Stieltjes Integral Let $\alpha$ be Stieltjes weight function (monotone increasing), and $\alpha = \alpha_1+\alpha_2$, where $\alpha_1,\alpha_2$ are also monotone increasing. suppose $f$ is Stieltjes-integrable on $[a,b]$
$$\int_a^bf d\alpha = \int_a^b f d\alpha_1 + \int_a^b f d\alpha_2$$
Under what conditions is this statement true? How can I prove it easily using basic knowledge of upper and lower Stieltjes integral? If it is not true all the time counter examples?
 A: $\newcommand\uint{\overline{\int_a^b}}\newcommand\lint{\underline{\int_a^b}}$
Notations
Suppose $\alpha$ is monotone increasing on $[a,b]$, $P=\{\,x_0,x_1,\dotsc,x_n\,\}$ is a partition of $[a,b]$, where $a=x_0\le x_1\le\dotsb\le x_n=b$, $f$ is a bounded function on $[a,b]$, we'll use notations here:
\begin{align}
&\Delta\alpha_k=\alpha(x_k)-\alpha(x_{k-1})\\\\
&M_k=\sup_{x_{k-1}\le x\le x_k}f(x)
&m_k=\inf_{x_{k-1}\le x\le x_k}f(x)\\
&U(P,f,\alpha)=\sum_{k=1}^nM_k\Delta\alpha_k
&L(P,f,\alpha)=\sum_{k=1}^nm_k\Delta\alpha_k\\
&\uint fd\alpha=\inf_P U(P,f,\alpha)
&\lint fd\alpha=\sup_P U(P,f,\alpha)
\end{align}
Stronger results
\begin{align}
\uint fd(\alpha_1+\alpha_2)&=\uint fd\alpha_1+\uint fd\alpha_2\\
\lint fd(\alpha_1+\alpha_2)&=\lint fd\alpha_1+\lint fd\alpha_2
\end{align}
Proof
We'll only prove the first one.

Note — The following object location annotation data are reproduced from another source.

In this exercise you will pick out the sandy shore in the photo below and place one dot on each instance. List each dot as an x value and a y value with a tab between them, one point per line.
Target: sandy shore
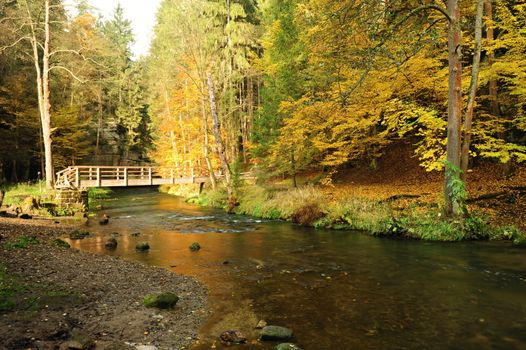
65	295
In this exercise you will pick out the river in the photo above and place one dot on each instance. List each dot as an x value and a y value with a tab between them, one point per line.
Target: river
334	289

For each partition $P$, it's easier to check that
$$U(P,f,\alpha_1+\alpha_2)=U(P,f,\alpha_1)+U(P,f,\alpha_2)$$
Take $\inf_P$ on both sides, we have
$$\uint fd(\alpha_1+\alpha_2)\ge\uint fd\alpha_1+\uint fd\alpha_2$$
Next, for each $u_1>\uint fd\alpha_1$, $u_2>\uint fd\alpha_2$, there's some partitons $P_1$ and $P_2$ such that $U(P_1,f,\alpha_1)<u_1$ and $U(P_2,f,\alpha_2)<u_2$.
Consider $P=P_1\cup P_2$, we have $U(P,f,\alpha_1)\le U(P_1,f,\alpha_1)<u_1$ and $U(P,f,\alpha_2)<u_2$, then
$$U(P,f,\alpha_1+\alpha_2)=U(P,f,\alpha_1)+U(P,f,\alpha_2)<u_1+u_2$$
therefore
$$\uint fd(\alpha_1+\alpha_2)<u_1+u_2$$
Hence
$$\uint fd(\alpha_1+\alpha_2)\le\uint fd\alpha_1+\uint fd\alpha_2$$
Proved.